Jenna saw the gravity flooring of their platform, stomped on it, went down to her hands and knees and looked for an access panel. She found a series of cables embedded there. She ripped up a sheet of the floor covering them and looked into an array of still-working electronics. Electronics whose designs were completely foreign to her. A bullet whizzed past her ear. “I don't know how to fix it. It doesn't look like this on the Outernet,” She exclaimed.
“Just start fucking with it,” Makz said as he glanced back.
“Jupiter, dumb-ass,” Jenna retorted.
Makz pushed her down as the men broke from their cover and charged. Makz slid to his belly and pistol whipped the circuit boards in the access panel. Sparks showered up. Jenna crab-walked backwards and grabbed onto a railing. Makz and Jenna felt the earth drop out from underneath them. Makz floated up quickly. Jenna was holding onto her railing, her body upended, her feet pointing into the sky.
Makz's body started accelerating. The men tried to shoot him out of the air, but Makz fired back, hitting both in their center masses. Jenna lost her grip and shot up with Makz. They flew disconcertingly quickly towards the shaft entrance, losing control of where their li
mbs went. They flailed over to the side of the shaft, sliding up the rough concrete. Their ascent slowed, the anti-gravity began losing steam. Makz clasped onto a small indentation in the shaft that held a spotlight. He gripped it as hard as he could, using his other hand slide his gun into his waistband. Jenna tried to grab onto his shoulders, but was thrown up with greater speed, she surpassed him and slid over the top of the shaft. Jenna landed in a wide concrete lip with a thump. She turned her body and tried to reach down to Makz.
Makz looked at her, three meters up, and laughed, “I doubt you could lift me.” Makz shouted as he hefted his body straight up with all of the strength in his arms. He reached up and grabbed the ledge as his feet found a crack in the wall to stand in. He got himself up with Jenna's help. They both could hear his broken rib shifting.
They sat at the precipice with little breath left. Makz ran his hand over his face and ribs, relieved. Jenna was still in shock, clutching the pavement for dear life.
“Makz, how did you know they were going to shoot at us back in the tunnel? I mean, you just started firing,” Jenna asked.
Makz took the gun from his waistband and put it back in its holster. “And they fired back, so what,” he answered to the tunnel.
“But they hesitated, one of them could have shot me point blank,” she said, confused.
“Got any enemies?
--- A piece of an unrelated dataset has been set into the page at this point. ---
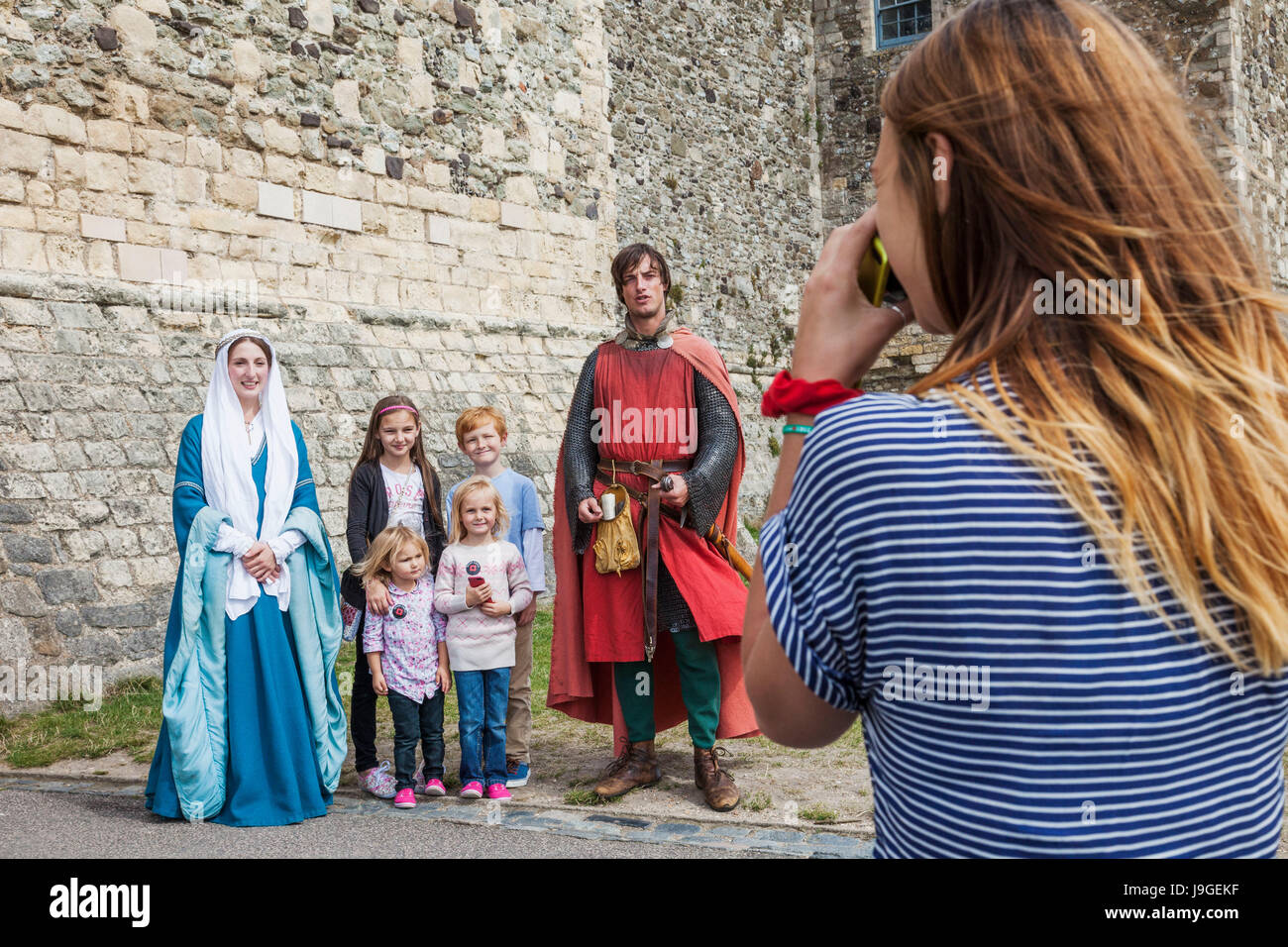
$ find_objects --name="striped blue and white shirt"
[760,370,1288,857]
Besides me?”
Jenna shook her head. She remembered the tracking tag she read from on of them. She decided to keep quiet about it. “First things first, let me see that rib,” She said, changing the subject.
Makz lifted his shirt and displayed a new bruise forming. “It's not bad, whatever you did fixed me right up. I feel like a million credits,” Makz said thankfully.
Jenna frowned, “All I did was block it, block the pain. Your old implant was made to keep control of your brain chemistry, I forced serotonin to the right places, you're still in pain, you just don't know it. And the more fighting and running we do, the worse your rib will get.”